まず困窮者支援に集中を/コロナと生きる 経済運営

 政府が新型コロナウイルスの感染拡大に伴う緊急事態宣言を全面解除し、国内の経済活動は徐々に活気を取り戻していくと見込まれる。しかし、企業も消費者も当面は感染防止の行動様式を維持するため、その回復度合いは緩やかにならざるを得ない。
 一方で企業の倒産・廃業や失業、とりわけ非正規労働者の失職はこれから深刻化の恐れがある。感染増による春先以降の経済収縮と全国への緊急事態宣言の影響が、具体的に表れてくるからだ。政府と自治体は当面、これらコロナ禍の打撃を被った困窮者の支援と救済に集中すべきだ。景気回復を急ぎ、それをなおざりにしてはならない。
 政府が27日決定した追加の経済対策と2020年度第2次補正予算案には、いくつかの安全網と支援策が盛り込まれた。
 雇用面の柱の一つは、休業手当が払われない従業員が自ら申請することで賃金の8割を受け取れる新制度の導入だ。休業手当を補う国の制度には雇用調整助成金があるが、申請手続きの煩雑さなどから利用しない企業も多く、休業者から強い不満の声が上がっていた。
 合わせて助成金の上限も1日8330円から1万5千円へ大幅に引き上げられた。
 いずれも休業者の生活支援として期待でき、歓迎したい。ただし、雇用調整助成金は、振り込みが後で、事業者がひとまず資金を工面する必要があるなど使い勝手に課題が残る。政府は引き続き改善に努めてもらいたい。
 飲食店など中小事業者向けでは、上限を設けて家賃の3分の2までを半年分補助するほか、これまで「持続化給付金」の対象外だった今年創業したばかりの企業などを受給可能にした。
 自治体への財政支援では、1次補正で1兆円を確保した臨時交付金に2兆円を上積み。政府はこれらを盛り込んだ2次補正案を6月中旬の国会会期末までに成立させる方針だ。支援を待つ人は多い。一日も早く執行できる態勢を整えてほしい。
 今後、倒産や失業増で家計が苦しくなることを踏まえれば、経済運営はその点への十分な配慮が求められる。一例が、無理やりにでも物価を上げようとする今の金融政策の修正である。物価下落と倒産が連鎖する深刻なデフレが回避されるならば、原油安などによる緩やかな物価下落は、かえって家計の実質所得を増やす効果をもたらすからだ。
 同様に、株価を人為的に押し上げる日銀の政策も見直すべきだ。今のままでは株式投資のできる家計と、その余裕はなくコロナ禍に苦しむ多くの家計との格差を一層広げることになりかねない。

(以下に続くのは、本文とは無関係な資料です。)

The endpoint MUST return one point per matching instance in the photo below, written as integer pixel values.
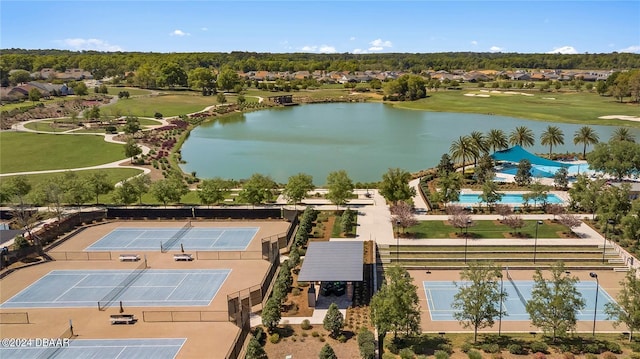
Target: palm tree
(462, 150)
(522, 136)
(587, 136)
(622, 134)
(479, 145)
(496, 139)
(552, 136)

 株主の処遇に関連しては、今回の対策でほぼ出そろった企業への資本支援策に注意が必要だ。外食や観光、小売り関連では大小を問わずダメージを受けた企業が多く、経営破綻を防ぐ資本支援策は重要である。だが公的資金を使うのであれば、雇用の維持はもちろん、配当や自社株買いなど株主還元策の停止や役員報酬の減額・返上も求めるのが当然だろう。
 支援策が甘い運用になれば、いわゆる「ゾンビ企業」の延命につながりかねない。コロナ危機後の産業競争力を高めるためにも、対象企業の選定に当たっては客観性と透明性が不可欠だ。